江屿转身往门口走,出了门,热浪扑面而来。
他走向停车场,坐进车里,发动引擎。
……
接下来的几天,日子过得规律又安稳。
江屿上午学英语,晚上偶尔在“迷途”帮忙。
厉枭则忙着处理国外公司的事。
江晴的军训已经结束,开始上课了。
她几乎每天都会发朋友圈,有时是食堂的菜,有时是图书馆窗外那棵银杏树,有时是一道解不出来的高数题。

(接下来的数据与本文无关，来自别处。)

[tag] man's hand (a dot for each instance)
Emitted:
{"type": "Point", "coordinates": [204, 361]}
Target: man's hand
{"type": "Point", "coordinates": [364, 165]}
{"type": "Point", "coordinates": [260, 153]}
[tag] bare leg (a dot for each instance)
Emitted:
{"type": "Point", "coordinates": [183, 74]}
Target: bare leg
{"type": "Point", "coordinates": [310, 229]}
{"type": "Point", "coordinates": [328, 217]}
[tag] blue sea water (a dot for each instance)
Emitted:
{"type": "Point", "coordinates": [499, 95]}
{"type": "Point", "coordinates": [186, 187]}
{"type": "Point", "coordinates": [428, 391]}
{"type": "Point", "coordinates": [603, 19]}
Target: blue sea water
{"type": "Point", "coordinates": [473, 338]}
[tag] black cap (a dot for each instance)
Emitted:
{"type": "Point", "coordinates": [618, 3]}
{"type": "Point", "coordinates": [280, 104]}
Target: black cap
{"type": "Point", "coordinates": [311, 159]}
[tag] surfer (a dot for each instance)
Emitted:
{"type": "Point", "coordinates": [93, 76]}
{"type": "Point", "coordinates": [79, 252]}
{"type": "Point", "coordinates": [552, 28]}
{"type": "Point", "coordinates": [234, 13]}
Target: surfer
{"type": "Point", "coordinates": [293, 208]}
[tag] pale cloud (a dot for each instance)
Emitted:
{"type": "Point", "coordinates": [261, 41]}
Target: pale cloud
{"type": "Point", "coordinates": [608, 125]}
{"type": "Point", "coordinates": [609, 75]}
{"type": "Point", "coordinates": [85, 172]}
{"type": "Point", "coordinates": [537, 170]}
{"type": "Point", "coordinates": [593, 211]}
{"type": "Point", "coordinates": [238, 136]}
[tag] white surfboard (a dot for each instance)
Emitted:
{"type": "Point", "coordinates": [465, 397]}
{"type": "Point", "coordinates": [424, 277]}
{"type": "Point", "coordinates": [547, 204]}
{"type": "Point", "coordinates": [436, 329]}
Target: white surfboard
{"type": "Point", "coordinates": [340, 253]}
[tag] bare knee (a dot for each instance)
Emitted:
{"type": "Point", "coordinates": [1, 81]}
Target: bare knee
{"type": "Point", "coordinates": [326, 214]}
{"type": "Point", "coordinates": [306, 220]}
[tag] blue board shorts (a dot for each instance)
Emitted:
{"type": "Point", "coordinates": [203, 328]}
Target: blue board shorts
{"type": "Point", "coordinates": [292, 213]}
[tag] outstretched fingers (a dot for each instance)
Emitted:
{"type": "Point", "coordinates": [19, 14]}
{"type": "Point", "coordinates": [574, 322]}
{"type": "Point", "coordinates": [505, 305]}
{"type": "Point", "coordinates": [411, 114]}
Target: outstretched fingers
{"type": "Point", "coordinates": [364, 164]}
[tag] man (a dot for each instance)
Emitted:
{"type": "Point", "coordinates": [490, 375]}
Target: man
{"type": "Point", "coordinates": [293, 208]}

厉枭会在她每条朋友圈下面点赞,偶尔评论一句“吃这么少”“早点睡”“加油”。
江屿看着那些评论,嘴角弯着,什么都没说。
这天晚上,天空灰蒙蒙的,云压得很低,空气里带着闷热的湿气。
江屿站在落地窗前,看着远处天际线那片灰白色的云层。
“好像要下雨了。”
他转过身,看着坐在沙发上的厉枭。
厉枭正在看手机,闻言抬起头,顺着他的目光往窗外看了一眼。
“那你别去酒吧了。”
“今天周五,人多,我得去看看。”
江屿走回沙发边,拿起茶几上的手机:
“我带把伞就行。”
“嗯。”
厉枭低着头看手机。
江屿走回主卧,换了身衣服出来。
他看了一眼沙发上的厉枭:
“你要是累了就先睡,别一直熬着等我。”
厉枭靠在沙发背上,嘴角弯着,目光黏在江屿身上。
“你不回来,我睡不着。”
他的声音带着一丝恰到好处的委屈。
江屿被他逗笑了,转身往玄关走,换了鞋,推开门:
“我走啦。”
“早点回来。等你。”
厉枭的声音从客厅沙发的方向传来。
江屿一只脚已经迈出了门。
“知道啦。”
他的声音带着笑意,在楼道里回荡。
门关上的瞬间,客厅里安静下来。
厉枭靠在沙发上,盯着天花板看了几秒,然后拿起手机,继续看雷恩发来的文件。
……
周五的“迷途”比工作日更热闹。
吧台坐满了,散台区加了椅子,门口还有很多排着号的人。
江屿走进吧台,吴琦正站在最中间的位置,左手握着雪克壶,右手在倒酒,额头上沁着一层薄汗。
林建和程一在他两边,动作都比平时快了不少。
方远站在最边上,正在切柠檬,刀落在砧板上,节奏稳。
江屿走到方远旁边的空位,把工具一样样摆出来,清洗干净,放在操作台上。
“江总。”
方远侧过头看了他一眼,点了点头。
江屿应了一声,从架子上取下金酒、接骨木花糖浆和新鲜柠檬汁。
单子一张接一张地递过来。
祁放来的时候,江屿正低着头调酒,没注意到他。
他在吧台边坐下,正对着江屿的位置,把手机放在台面上,屏幕朝下。
江屿调完手里的酒,抬起头,看见祁放,嘴角弯了一下:
“来了?”
“路过,进来坐坐。没想到你在。”
祁放靠在吧台上,手臂搭着台面,姿态放松。
“周五人多,我来帮忙。喝点什么?”
“你看着调。”
江屿点了点头,从架子上取下一瓶波本,量了四十五毫升,倒进调酒杯,又加了甜味美思和金巴利。
搅拌,滤冰,橙皮在杯口拧了一下。
他把酒推到祁放面前:
“尝尝。改良版尼格罗尼。”
祁放端起杯子喝了一口,放下杯子,点了点头:
“比上次好喝。苦味更轻了。”
“甜味美思加了五毫升,金巴利减了五毫升。尾调会更顺。”
江屿一边说,一边接单子。
他的手没停过,雪克壶在手里翻飞,冰块撞击的声音清脆密集。
祁放端着酒杯坐在吧台边,偶尔喝一口,偶尔看江屿一眼。
……
厉枭靠在书房的椅背上。
笔记本电脑屏幕上是雷恩发来的项目进度表。
他一行行往下看,手指在桌沿上轻轻敲着。
窗外忽然亮了一下,然后是沉闷的雷声,从远处滚过来。
厉枭抬起头,雨点噼里啪啦的砸在玻璃上。
他站起身,走出书房,走到玄关,打开鞋柜上方的抽屉。
江屿平时带的那把伞还在里面。
他想起江屿说“我带把伞就行”的时候,他正靠在沙发上看手机。
他应了一声“嗯”,目光没离开过屏幕。
出门的时候也忘了提醒他“别忘了带”。
厉枭立刻转身回主卧换了身衣服,然后走回玄关,从抽屉里拿出那把伞,出了门。
……
雨太大,“迷途”门口排队的人都散了。
霓虹招牌在水汽里晕开一片模糊的光,红蓝紫混在一起,像打翻了调色盘。
厉枭推开出租车的后座车门,撑开伞。
雨砸在伞面上,声音密得像鼓点。
他推门走进酒吧,音乐涌过来,混着酒精和香水的气味。
厉枭的目光扫过大堂,穿过人群,落在吧台方向。
江屿站在吧台里侧,正在跟一个人说话。
那个人背对着厉枭,穿着深蓝色的衬衫,头发剪得很短,背影看着眼熟。
厉枭盯着那个背影看了两秒。
那人侧过头,露出半张脸——祁放。